In the constantly evolving realm of artificial intelligence, Google’s Gemini 3 is taking the lead as observed in the informative video ‘Gemini 3 Shows a Level of Intelligence We Haven’t Seen Before’ by TheAIGRID, published on November 19, 2025. The channel elaborates on Gemini 3’s advancements beyond its predecessors, Gemini 1 and 2, highlighting its superior multimodal and reasoning capabilities. This new model does more than just process information—it interprets and acts on vast amounts of data, transforming how users interact with digital content.

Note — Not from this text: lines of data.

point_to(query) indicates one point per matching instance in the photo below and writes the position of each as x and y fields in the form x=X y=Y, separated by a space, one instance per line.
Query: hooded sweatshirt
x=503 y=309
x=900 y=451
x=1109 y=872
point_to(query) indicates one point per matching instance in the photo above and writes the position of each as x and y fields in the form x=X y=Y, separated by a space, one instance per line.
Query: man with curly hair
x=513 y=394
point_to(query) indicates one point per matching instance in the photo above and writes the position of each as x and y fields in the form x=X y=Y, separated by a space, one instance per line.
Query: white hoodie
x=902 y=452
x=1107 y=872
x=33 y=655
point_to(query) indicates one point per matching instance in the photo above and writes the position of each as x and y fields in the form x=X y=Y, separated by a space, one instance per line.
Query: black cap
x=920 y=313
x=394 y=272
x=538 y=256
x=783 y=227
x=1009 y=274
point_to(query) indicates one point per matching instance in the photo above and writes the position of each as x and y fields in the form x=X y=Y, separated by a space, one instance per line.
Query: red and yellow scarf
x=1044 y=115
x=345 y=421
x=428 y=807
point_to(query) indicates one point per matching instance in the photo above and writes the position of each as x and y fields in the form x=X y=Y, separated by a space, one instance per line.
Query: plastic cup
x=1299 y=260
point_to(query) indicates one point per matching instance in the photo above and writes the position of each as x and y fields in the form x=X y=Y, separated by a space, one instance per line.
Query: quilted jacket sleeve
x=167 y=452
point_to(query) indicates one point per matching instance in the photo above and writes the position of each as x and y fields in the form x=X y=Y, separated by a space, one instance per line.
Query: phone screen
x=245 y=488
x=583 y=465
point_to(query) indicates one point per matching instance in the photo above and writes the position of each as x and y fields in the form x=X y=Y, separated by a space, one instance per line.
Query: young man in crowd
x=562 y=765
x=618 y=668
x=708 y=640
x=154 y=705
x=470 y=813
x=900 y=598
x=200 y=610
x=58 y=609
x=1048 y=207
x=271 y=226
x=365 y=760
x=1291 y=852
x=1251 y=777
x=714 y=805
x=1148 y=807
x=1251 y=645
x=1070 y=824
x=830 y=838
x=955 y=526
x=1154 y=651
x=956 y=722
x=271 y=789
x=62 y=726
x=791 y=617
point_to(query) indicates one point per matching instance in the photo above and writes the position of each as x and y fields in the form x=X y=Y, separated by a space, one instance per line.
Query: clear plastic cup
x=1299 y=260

The narrator jumps into describing Gemini 3’s ability to turn documents, such as PDFs, into visual information, claiming the model’s understanding transcends reading—it synthesizes information into educational applications from scratch. This skill is unprecedented in AI technology, aligning itself with a more intuitive learning experience. Despite the positive outlook, the claim raises questions on the robustness of AI’s context understanding and the breadth of its analytical capabilities.
Further reinforcing the model’s strengths, the narrative dives into Gemini’s capacity to conduct biomechanical analysis through video, breaking down movements in sports like pickleball into teachable elements—a significant leap towards democratizing personalized coaching in various disciplines. This development marks a shift towards highly personalized AI assistance, though it also presses issues related to data privacy and how these models secure and manage user data.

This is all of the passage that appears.